The hop-by-hop and tunnel methods are what's known as "VRF lite" — you're using VRFs but without full-blown MPLS to tie everything together. VRF lite is often found in enterprise networks where the number of VRFs in play are still manageable using these manual path isolation methods.
Shared services are things like DNS, DHCP, and Internet access that are typically common to all VRFs. Rather than running a set of DNS servers and a set of DHCP servers for each virtual network, you stand up one set of servers that can service everyone. Internet access is the same. Running multiple Internet services is costly and time consuming so it's usually shared among all VRFs.
Shared services are typically located in their own little module that hangs off the edge of the network. This module is one of the trickiest parts of a VRF-enabled network because it's really easy to accidentally allow traffic to leak between VRFs if proper care is not taken. Since the servers and Internet edge devices that sit in the shared services module need to talk to end devices in all the VRFs, this module needs to contain routes for all of the VRFs. It would be really easy to accidentally allow routes from VRF A to be advertised through the shared services module into VRF B (and vice-versa) thus allowing devices in A and B to freely communicate.
Another big challenge with shared services is the fact that VRFs can have overlapping IP address space.
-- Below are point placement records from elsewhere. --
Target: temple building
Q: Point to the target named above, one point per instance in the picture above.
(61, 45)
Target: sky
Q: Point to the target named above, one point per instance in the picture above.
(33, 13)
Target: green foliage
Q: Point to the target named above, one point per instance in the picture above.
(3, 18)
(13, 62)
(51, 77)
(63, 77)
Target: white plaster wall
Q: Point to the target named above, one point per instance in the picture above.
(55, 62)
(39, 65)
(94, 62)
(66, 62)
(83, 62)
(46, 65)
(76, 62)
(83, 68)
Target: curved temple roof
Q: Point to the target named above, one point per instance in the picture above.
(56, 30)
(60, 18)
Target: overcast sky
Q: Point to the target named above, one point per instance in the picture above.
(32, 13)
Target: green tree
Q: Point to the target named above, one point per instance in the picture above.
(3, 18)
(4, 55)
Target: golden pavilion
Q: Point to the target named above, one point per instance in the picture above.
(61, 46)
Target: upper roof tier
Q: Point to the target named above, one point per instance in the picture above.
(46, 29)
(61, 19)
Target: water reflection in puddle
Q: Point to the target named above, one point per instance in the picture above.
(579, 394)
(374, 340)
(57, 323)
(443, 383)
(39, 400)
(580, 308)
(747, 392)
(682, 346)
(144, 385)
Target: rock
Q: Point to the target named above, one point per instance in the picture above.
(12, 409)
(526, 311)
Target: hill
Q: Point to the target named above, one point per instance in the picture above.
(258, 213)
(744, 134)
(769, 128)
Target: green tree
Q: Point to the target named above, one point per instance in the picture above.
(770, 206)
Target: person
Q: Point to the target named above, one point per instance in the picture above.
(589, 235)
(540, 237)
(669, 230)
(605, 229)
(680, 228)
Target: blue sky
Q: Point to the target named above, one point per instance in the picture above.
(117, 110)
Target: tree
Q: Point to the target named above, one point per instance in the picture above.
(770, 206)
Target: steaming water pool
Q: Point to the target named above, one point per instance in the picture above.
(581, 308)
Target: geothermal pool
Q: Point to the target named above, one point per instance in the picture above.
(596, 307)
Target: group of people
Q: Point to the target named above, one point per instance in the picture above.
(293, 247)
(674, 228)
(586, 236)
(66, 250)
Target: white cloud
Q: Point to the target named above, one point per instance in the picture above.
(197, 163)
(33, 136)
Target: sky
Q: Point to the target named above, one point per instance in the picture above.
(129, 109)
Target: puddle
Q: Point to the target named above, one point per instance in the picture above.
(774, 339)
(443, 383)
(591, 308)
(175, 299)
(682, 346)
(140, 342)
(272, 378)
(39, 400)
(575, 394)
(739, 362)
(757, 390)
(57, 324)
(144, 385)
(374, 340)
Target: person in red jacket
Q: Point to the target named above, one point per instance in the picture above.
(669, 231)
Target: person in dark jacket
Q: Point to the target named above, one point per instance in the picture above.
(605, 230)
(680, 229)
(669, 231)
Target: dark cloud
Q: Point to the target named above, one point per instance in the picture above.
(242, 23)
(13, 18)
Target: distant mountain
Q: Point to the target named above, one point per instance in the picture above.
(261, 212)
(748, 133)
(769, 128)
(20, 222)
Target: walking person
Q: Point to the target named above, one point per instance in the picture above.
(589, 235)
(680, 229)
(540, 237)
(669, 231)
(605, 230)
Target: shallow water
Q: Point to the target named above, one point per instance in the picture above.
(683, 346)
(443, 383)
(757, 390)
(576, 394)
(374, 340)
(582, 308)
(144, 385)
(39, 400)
It becomes increasingly difficult to provide services like DNS and DHCP on a single server for overlapping IP networks. In this case it may be necessary to actually have multiple servers that serve a subset of VRFs or even just an individual VRF. The "shared" in "shared services" now refers more to the shared infrastructure which connects these servers to the rest of the network rather than the servers themselves being shared.
This is the first post in what I hope to turn into a short series on Virtual Routing and Forwarding. Future posts will discuss how to configure VRFs, practical applications for VRFs in an enterprise network, and go into more detail on shared services.